The clarifications partially fulfill a long-standing demand of the industry, said Rajesh H. Gandhi, Partner at Deloitte Haskins & Sells. However, “the benefit has now got diluted to a large extent because the LOB clause in the India-Singapore and Mauritius treaties is relevant only for availing the 50% tax rate for two years,” he said.

The official clarification also said that, if at the time of sanctioning an arrangement, the court had explicitly and adequately considered the tax implications, then GAAR would not apply to such an arrangement.

It has also been clarified that GAAR would not apply if an arrangement was permitted by the Authority for Advance Rulings.

“(This) is also welcome because it provides more certainty to the fact that if one arm of the Government approves a transaction, it will not be struck down under GAAR,” Mr. Gandhi said. “This clarification has however been caveated (sic) by the requirement that the Court should have explicitly and adequately considered the tax implications.”
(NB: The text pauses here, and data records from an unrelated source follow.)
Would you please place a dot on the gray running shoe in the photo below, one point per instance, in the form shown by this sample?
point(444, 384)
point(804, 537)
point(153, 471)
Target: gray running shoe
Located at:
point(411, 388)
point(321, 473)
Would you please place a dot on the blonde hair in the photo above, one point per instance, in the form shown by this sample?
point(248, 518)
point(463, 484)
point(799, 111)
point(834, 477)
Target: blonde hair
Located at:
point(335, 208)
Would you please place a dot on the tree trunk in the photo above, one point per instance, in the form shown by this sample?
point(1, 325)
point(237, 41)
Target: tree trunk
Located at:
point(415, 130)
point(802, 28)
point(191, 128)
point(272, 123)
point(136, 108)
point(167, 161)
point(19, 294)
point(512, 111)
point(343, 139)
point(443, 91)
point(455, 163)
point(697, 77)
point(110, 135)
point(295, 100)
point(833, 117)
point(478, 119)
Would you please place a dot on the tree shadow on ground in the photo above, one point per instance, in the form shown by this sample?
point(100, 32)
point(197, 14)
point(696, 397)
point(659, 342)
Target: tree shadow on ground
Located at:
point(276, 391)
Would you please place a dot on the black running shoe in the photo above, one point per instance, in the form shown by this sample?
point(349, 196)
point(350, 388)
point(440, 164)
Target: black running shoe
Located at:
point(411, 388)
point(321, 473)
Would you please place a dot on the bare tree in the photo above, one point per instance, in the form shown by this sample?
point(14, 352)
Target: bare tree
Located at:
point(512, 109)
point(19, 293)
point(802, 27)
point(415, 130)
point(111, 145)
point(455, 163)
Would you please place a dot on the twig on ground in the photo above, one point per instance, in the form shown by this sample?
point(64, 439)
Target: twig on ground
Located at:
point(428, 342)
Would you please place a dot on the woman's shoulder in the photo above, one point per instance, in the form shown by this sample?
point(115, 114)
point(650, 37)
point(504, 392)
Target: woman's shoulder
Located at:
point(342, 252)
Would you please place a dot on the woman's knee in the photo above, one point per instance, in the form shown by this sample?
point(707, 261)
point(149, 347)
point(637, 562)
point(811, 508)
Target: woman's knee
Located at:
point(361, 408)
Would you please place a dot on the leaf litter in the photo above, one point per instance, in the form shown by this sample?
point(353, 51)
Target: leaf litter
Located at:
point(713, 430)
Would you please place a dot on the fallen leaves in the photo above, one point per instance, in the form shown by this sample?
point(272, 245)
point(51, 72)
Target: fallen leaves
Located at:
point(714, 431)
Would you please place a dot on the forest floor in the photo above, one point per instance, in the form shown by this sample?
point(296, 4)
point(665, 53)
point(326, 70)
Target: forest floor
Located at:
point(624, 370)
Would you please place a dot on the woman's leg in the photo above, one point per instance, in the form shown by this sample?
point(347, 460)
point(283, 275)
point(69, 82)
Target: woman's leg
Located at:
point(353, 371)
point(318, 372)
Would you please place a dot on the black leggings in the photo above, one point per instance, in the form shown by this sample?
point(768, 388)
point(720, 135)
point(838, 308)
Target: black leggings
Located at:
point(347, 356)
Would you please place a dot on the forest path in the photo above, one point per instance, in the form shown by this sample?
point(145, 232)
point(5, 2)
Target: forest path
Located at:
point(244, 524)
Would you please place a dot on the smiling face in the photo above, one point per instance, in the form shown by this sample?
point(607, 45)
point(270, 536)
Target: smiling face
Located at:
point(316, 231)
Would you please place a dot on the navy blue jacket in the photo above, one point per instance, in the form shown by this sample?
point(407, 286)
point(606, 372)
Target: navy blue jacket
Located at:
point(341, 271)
While these clarifications are expected to bring about some certainty to GAAR issues, experts said believe that some doubts would still remain primarily because of the subjectivity inherent in GAAR and also because some of the answers are open-ended.

“Strangely, acquisition of shares in mergers and demergers are not grandfathered though through the original shares are acquired prior to April, 1, 2017,” Mr. Vanvari added. “The definition of investments is expanded to mean more than shares, i.e. investments as appearing in the books of accounts earning rent, interest and dividends.”

“The Government has clarified that GAAR will not be invoked if an FPI invests from a jurisdiction for commercial reasons and the main purpose of investing from such jurisdiction is not to avail tax benefits,” Mr. Gandhi added. “This will give some guidance to FPIs who would now have to ensure that they choose a jurisdiction which gives them various non-tax benefits and availability of treaty benefits is not the only purpose, though it could be one of the purposes.”

Despite the fact that the clarifications by the government are a step in the right direction, experts said believe that the industry would best be served if the rollout of GAAR was deferred.

“To sum up, the guidelines are a step in the right direction towards execution of GAAR, but has many areas where the guidance could be firmer and more conclusive (like SAAR and GAAR, SPVs in tax-free jurisdiction),” Mr. Vanvari said. “Needless to add, the best case would be to defer GAAR till the industry is ready for execution.”